Kyle Schmidt Software Craftsman

MySQL Indexing for Performance

I just learned about indexing on a MySQL database at a fairly high-level and will attempt to summarize what I’ve learned. MySQL has many different kinds of indexes (full-text indexes, spatial indexes, TokuDB - fractal tree index, ScaleDB - Patricia Trie, InfiniDB - special logic) but for most use cases, InnoDB and MyISAM are the two most common.

Until MySQL 5.5, the default index was MyISAM. MyISAM is good for analytical use cases because it has table-level locking which means two users cannot query the same table at the same time. Because of this, MyISAM can get away with not being ACID compliant as well as non-transactional. Furthermore, MyISAM doesn’t support relational contraints like Foreign Keys which means that it is better to have wider tables in MyISAM rather than a First Normal Form database.

InnoDB vs.
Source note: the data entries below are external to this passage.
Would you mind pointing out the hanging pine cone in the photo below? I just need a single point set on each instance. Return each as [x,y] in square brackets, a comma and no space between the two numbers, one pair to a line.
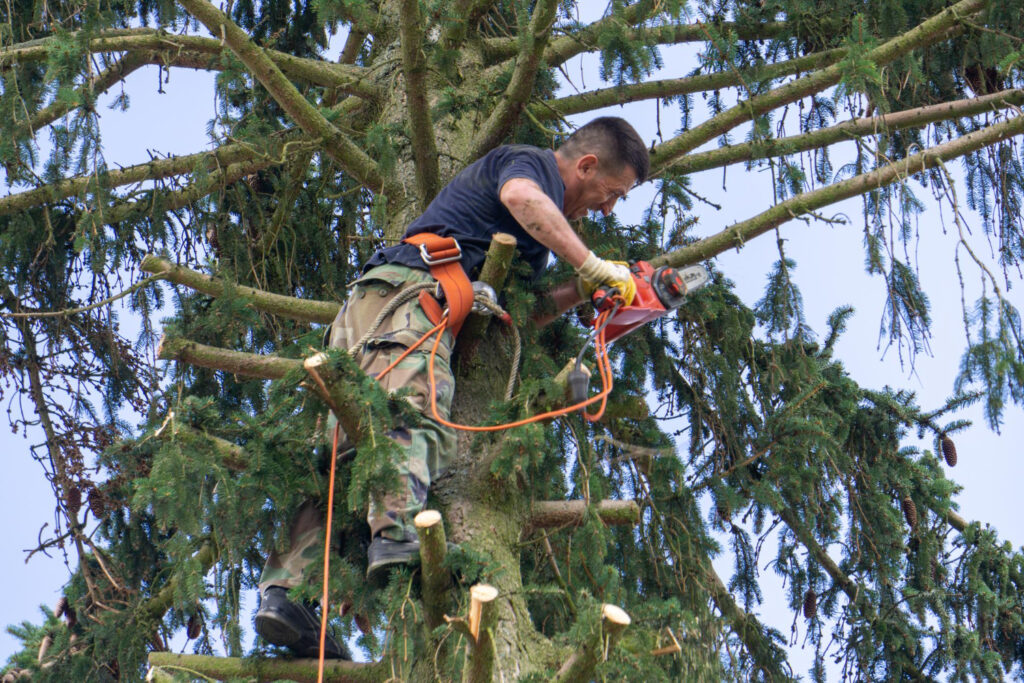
[949,451]
[44,646]
[74,500]
[195,627]
[810,604]
[97,503]
[910,512]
MyISAM

Both InnoDB and MyISAM leverage B-tree data structures to improve query speeds. In a B-tree index, values are stored in order and each leaf is at the same distance from the root level. However, MyISAM and InnoDB again differ in that MyISAM stores keys and data in internal nodes whereas InnoDB only stores data in its leaf nodes with the internal nodes only containing pointers to their children. We call the InnoDB version of B-tree a B+tree to differentiate it from the one used in MyISAM. Due to the fact that data is only stored in the leaf nodes, InnoDB can store more indexes in memory as it traverses the tree and is therefore much smaller than a B-tree.

But you may be wondering, “Why B-trees?” B-trees are used because it speeds up data access. Storage engines are able to traverse the tree from the root node to the leaf node with the help of pointers even though the locations of these nodes might be spread out in the computer’s memory. We also see increased performance for full value (“Kyle Schmidt”), leftmost value or column prefix (“Kyle” from “Kyle Schmidt”), and range of values (1 to 99) query patterns as well as aiding our ORDER BY clauses because nodes point to each other in order (more to come).

Traversing Clustered B-Tree Indexes

Sometimes a single node representing a key still doesn’t offer the efficiency that we need. What if we want to store keys that are close in proximity such as employees of a certain profession? This is where cluster indexes come in to play. We will use cluster indexes throughout the rest of this article to talk about B-trees. Cluster indexes have the same structure as B-trees but each “node” of a cluster B-tree contains a cluster of keys rather than a single key.

The advantages of cluster indexes are that related data is stored close to each other leading to less disk I/O while retrieving sequential or range data rather than performing a full table scan for indexes that are similar. Furthermore, cluster indexes allow even further optimizations for data retrieval since data and indexes are stored together at leaf nodes. Lastly, leaf nodes point to each other. Thereby, if you perform a query on a range of data that is held within two internal cluster nodes of the cluster B-tree (in the simplest case) then the leaf nodes will be able to point to the next cluster in order without having to backtrack up the tree.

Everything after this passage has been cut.